Le chant a vite disparu dès que j’ai immergé la tête dans l’eau. Une grosse tortue de mer grignote sagement tout ce qui colle aux coraux. Ma présence ne semble pas la déranger. Je m’approche encore plus sans trop faire de remous. Elle s’arrête un instant, tourne la tête pour me voir, me fixe un moment, puis replonge la tête dans les coraux. Je lui ai alors touché doucement la carapace sans qu’elle ne s’effarouche. Après quelques minutes passées à la dévisager, la tortue finit par me lancer un regard de lassitude.

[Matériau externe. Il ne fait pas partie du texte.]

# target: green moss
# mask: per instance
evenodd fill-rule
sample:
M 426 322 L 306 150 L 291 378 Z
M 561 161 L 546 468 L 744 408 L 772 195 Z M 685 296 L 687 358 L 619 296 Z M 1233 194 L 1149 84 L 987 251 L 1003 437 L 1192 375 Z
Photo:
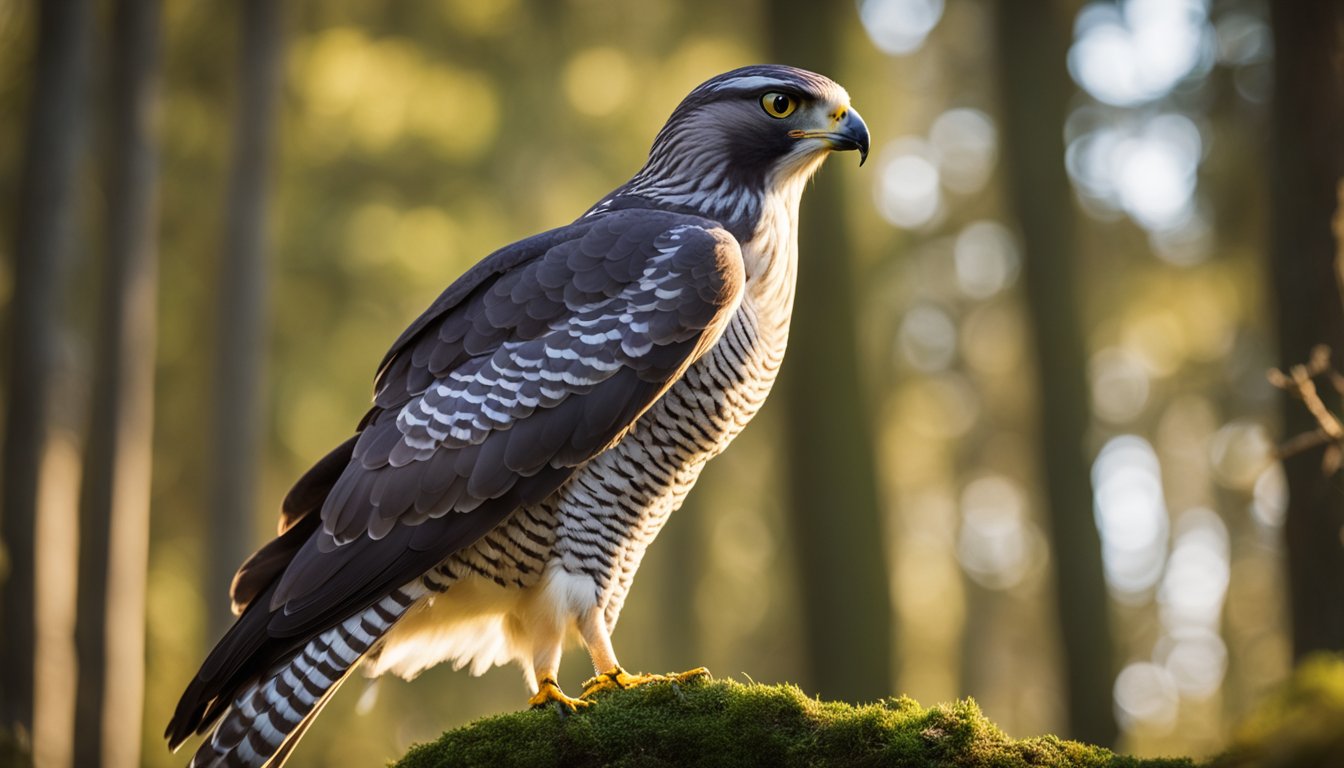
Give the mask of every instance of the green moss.
M 1321 654 L 1298 666 L 1236 730 L 1215 768 L 1344 765 L 1344 656 Z
M 703 681 L 613 691 L 566 717 L 552 709 L 477 721 L 421 744 L 396 768 L 782 765 L 900 768 L 1189 768 L 1122 757 L 1054 736 L 1008 738 L 973 701 L 853 706 L 796 686 Z

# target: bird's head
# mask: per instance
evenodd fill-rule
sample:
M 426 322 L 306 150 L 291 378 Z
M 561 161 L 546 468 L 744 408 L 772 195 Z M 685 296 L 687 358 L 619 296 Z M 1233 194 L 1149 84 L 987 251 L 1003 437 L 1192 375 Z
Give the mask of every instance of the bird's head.
M 840 85 L 782 65 L 750 66 L 692 90 L 620 192 L 720 221 L 754 219 L 771 194 L 801 191 L 835 151 L 868 157 L 868 126 Z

Je comprends le message et je m’éloigne de sitôt.

L’après midi, des coureurs, vieux, jeunes, femmes, hommes, sveltes, obèses, sillonnent la plage. Aux côtés du criquet et de la course de chevaux, la course est un sport national dans ce pays où il est interdit de fumer dans tous les lieux publics et même sur les terrasses.

Autant la côte Ouest est peuplée et sa mer caribéenne calme, autant la côte Est est déserte et son océan atlantique agité. Une seule grande maison en bois se tient sous la seule montagne d’à peine quelques dizaines de mètres de haut. La maison est tournée vers l’océan où les vagues successives s’échouent violemment sur la côte rocheuse. Le pays change de visage. On s’arrête, mes collègues et moi, un moment, et voilà qu’un monsieur sort de la maison et nous fait signe de nous approcher. Il nous invite à l’intérieur et nous explique qu’il est banquier et préfère venir les fins de semaine seul ici pour le calme de l’endroit. Il nous dit que c’est son paradis et nous offre de la bière importée bien fraîche. Nous quittons l’homme à contrecœur et nous reprenons la route pour boucler le tour de l’île.

Sur le chemin vers l’aéroport, le même chauffeur de taxi me raccompagne après m’avoir gentiment tendu le blouson que j’avais oublié dans son taxi à mon arrivée. Lui parlant du temps qu’il fait, et de la chance d’avoir une si belle plage à portée de main, il finit par me confier avec un sourire nostalgique qu’il n’a pas mis les pieds à la plage depuis vingt ans et que son temps est partagé entre le travail et ses enfants. N’ayant pas de compteur, je lui donne la même somme qu’à l’allée, le salue chaleureusement et tourne le dos malgré moi à un pays si captivant.